Because there were no announcements, the loudspeakers were turned off, and no sound penetrated the window. Thus she and Tahir watched both vids simultaneously, supplying their own mocking dialogue and holding each other up against paroxysms of laughter when something, and it was not Tahir’s hand working its way, as if accidentally, down from her shoulder, made her entire body tense.

“Something…behind us!” she hissed, jabbing Tahir in the ribs to get his attention. “Go, now!”

Never run when you’ve stolen something. When you’re afraid, act brazen. But when an unmarked black hovercar with sealed windows begins to slow on its way past you, run as if your life depends on it, because it does.

Scroungers knew every escape route in the rabbit warrens of the old city—every alley, cellar, tunnel, catacomb, roof access, secret entrance, and exit. But sometimes the escape routes simply weren’t there.

“The cellar!” Tahir called out behind her, but she slewed around long enough to shout “No!” before zigzagging past it. Part of a network of tunnels through the cellars of boarded-up buildings, she’d heard rumors that it served as a meeting place for a mysterious group whose name meant roughly “unification” and, while she personally thought they were insane, she would not endanger them. Her breath coming shorter, she continued to run.

They should have split up, she thought later, then realized it wouldn’t have mattered. Perhaps Tahir thought he was protecting her by following, ready to throw himself in the hovercar’s path so she could get away. She would never know. They ran until they could run no more, then stopped, exhausted, in an alley where a high crumbling wall separated an ancient burial ground from the featureless rear walls of a row of warehouses.

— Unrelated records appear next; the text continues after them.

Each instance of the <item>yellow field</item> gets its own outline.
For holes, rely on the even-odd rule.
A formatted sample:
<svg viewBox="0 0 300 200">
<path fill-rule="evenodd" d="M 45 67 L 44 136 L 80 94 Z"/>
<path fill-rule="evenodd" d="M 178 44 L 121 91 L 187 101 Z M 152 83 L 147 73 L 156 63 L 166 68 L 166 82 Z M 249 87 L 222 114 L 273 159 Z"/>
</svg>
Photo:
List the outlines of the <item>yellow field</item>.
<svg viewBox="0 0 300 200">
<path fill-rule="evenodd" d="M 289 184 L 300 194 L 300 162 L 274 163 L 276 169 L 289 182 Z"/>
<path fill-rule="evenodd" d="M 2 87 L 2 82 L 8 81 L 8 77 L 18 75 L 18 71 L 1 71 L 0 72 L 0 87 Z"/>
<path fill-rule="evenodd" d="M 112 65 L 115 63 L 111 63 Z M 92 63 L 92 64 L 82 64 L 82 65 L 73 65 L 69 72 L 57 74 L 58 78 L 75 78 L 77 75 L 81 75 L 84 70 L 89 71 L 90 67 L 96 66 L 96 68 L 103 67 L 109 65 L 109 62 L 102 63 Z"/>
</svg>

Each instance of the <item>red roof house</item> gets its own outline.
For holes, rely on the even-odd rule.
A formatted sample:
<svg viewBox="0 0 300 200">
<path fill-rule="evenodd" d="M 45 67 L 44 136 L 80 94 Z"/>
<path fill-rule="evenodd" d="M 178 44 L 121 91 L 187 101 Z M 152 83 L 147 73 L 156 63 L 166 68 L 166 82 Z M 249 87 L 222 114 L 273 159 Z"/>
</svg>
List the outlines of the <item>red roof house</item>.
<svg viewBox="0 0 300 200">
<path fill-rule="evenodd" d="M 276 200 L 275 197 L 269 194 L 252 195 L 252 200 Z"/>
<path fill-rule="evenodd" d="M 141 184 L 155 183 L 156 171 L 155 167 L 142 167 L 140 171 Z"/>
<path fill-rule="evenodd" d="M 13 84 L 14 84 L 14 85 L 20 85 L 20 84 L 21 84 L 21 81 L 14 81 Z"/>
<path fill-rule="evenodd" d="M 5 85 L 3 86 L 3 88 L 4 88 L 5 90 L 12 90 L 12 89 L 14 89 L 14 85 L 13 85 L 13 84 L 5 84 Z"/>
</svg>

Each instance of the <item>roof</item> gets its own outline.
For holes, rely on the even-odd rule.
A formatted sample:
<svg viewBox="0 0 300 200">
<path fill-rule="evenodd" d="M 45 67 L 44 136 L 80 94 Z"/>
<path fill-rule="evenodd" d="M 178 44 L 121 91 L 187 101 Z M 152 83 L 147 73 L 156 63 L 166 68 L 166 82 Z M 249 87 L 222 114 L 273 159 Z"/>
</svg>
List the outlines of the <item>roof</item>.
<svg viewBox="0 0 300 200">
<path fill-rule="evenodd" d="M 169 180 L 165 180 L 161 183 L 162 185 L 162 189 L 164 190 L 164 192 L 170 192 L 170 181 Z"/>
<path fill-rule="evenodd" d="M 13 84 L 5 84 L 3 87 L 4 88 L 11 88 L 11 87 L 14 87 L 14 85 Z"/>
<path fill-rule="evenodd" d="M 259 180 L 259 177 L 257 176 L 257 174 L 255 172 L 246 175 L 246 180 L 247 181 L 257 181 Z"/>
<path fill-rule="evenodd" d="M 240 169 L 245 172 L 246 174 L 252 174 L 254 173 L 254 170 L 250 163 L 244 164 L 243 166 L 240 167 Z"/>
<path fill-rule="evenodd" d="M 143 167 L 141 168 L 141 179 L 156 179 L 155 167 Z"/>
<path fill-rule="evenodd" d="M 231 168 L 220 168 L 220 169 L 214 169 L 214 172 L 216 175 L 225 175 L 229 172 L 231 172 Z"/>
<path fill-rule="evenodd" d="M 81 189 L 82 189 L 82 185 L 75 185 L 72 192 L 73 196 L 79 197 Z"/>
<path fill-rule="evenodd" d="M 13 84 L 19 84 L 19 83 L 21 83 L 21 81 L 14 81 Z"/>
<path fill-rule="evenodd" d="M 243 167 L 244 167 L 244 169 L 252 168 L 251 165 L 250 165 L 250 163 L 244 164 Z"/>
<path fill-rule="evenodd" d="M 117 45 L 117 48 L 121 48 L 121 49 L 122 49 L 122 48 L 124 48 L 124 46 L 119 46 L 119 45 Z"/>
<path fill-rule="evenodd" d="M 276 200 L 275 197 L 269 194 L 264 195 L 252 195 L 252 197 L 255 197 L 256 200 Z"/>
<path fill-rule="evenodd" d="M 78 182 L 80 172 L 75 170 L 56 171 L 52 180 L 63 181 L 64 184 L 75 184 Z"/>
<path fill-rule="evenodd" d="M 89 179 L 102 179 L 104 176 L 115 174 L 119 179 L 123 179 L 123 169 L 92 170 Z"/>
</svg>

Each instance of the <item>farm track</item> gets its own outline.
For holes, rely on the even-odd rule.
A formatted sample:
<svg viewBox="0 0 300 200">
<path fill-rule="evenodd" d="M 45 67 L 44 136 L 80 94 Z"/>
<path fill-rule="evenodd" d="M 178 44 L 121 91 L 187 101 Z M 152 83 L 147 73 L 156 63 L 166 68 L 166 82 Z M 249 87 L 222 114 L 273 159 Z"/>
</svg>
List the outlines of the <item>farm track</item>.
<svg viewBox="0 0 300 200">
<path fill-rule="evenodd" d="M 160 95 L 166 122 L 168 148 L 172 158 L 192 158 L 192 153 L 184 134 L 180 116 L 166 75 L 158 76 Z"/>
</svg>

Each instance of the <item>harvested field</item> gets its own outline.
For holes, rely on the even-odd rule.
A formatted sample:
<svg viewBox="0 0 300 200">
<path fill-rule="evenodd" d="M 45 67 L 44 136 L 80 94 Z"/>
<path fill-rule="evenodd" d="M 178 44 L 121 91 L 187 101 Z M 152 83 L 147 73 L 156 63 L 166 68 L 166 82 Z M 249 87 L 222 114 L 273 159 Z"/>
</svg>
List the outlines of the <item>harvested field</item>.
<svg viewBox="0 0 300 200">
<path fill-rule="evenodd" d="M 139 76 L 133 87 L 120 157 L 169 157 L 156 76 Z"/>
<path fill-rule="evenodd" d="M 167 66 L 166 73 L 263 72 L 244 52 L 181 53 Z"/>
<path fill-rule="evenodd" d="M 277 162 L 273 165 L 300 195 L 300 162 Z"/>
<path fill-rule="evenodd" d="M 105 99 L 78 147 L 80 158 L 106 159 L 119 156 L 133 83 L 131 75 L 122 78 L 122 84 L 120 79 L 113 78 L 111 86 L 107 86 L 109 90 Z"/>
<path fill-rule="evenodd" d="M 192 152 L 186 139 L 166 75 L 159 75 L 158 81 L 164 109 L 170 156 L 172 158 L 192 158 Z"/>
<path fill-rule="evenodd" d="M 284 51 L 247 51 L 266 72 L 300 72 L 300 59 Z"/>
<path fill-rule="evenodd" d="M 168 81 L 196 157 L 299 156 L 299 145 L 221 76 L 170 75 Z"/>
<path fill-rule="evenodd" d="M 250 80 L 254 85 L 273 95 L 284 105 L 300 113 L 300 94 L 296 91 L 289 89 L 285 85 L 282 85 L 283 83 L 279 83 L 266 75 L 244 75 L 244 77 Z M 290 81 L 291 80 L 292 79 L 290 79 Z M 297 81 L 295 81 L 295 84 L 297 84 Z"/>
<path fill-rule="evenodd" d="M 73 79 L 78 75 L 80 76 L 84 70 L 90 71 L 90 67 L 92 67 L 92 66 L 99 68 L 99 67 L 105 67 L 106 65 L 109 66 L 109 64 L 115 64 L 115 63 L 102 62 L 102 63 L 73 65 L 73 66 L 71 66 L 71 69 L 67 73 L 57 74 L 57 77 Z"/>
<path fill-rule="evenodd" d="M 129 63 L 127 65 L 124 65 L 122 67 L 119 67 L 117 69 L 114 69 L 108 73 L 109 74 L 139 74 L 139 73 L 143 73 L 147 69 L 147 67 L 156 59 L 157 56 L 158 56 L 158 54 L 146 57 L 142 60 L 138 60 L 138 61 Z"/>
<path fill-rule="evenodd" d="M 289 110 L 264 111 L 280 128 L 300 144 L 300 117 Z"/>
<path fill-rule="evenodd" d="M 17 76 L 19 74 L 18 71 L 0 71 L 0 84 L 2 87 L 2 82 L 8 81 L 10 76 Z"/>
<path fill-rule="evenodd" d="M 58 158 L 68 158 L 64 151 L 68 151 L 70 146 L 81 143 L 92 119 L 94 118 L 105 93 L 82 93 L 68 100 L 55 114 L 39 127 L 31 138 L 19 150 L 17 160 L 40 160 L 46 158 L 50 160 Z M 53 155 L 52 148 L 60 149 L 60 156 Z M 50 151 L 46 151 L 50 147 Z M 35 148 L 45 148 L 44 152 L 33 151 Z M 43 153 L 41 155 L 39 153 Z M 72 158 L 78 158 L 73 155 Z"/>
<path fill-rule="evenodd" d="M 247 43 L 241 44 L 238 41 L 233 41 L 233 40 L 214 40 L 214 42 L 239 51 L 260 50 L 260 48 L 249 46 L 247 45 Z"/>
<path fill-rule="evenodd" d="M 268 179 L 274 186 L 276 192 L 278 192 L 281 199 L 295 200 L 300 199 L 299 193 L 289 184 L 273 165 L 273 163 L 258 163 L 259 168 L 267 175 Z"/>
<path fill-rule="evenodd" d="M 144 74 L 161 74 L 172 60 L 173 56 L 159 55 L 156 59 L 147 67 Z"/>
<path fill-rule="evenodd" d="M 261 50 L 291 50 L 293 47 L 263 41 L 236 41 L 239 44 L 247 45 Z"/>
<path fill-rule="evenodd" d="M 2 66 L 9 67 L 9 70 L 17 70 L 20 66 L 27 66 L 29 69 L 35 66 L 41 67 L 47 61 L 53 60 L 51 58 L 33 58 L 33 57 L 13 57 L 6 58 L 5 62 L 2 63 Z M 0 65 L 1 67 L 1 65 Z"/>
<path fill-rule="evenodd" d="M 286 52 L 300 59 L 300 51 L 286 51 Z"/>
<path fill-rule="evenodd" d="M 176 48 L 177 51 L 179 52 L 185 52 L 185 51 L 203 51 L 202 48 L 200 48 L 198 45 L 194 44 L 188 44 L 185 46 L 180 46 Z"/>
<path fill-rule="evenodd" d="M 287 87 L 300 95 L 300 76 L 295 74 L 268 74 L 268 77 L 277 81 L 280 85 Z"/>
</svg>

“A lovers’ tryst,” Tahir said with what little breath he could catch, grabbing her elbow and positioning her with her back against the wall while he stood in front of her, ready perhaps to shield her body with his own if there was to be any shooting. The alley dead-ended a few meters beyond them. They could hear the hovercar’s purr somewhere overhead as it rose above the rooftops, as only official cars were permitted, to scan the alleys, no doubt reading them on infrared. “Only reason we were running was so your lover didn’t spot us. We’re only stealing kisses now.”

Or you’re only using it as an excuse!Zetha thought with what little of her attention wasn’t fixed on the hovercar, begging it: Go on, search elsewhere. It’s not us you want; we’re nothing! There’s nothing here to see!

Tahir raised his right hand, the first two fingers together, and touched them to her lips. The proper way was to touch hand to hand first, but he wanted it to seem to their pursuers that they had been doing this for a while. Zetha touched her fingers to his lips in turn. Ironic, she thought, her mind squirreling, that after months of teasing each other, their first kiss should come on the verge of death! Fingers and lips were numb with terror; only her heart, threatening to pound its way out of her chest, and her eyes seemed to work. The latter were filled with the sight of the lone aristocratic figure flexing fingers gloved in expensive leather, casually making its way toward them.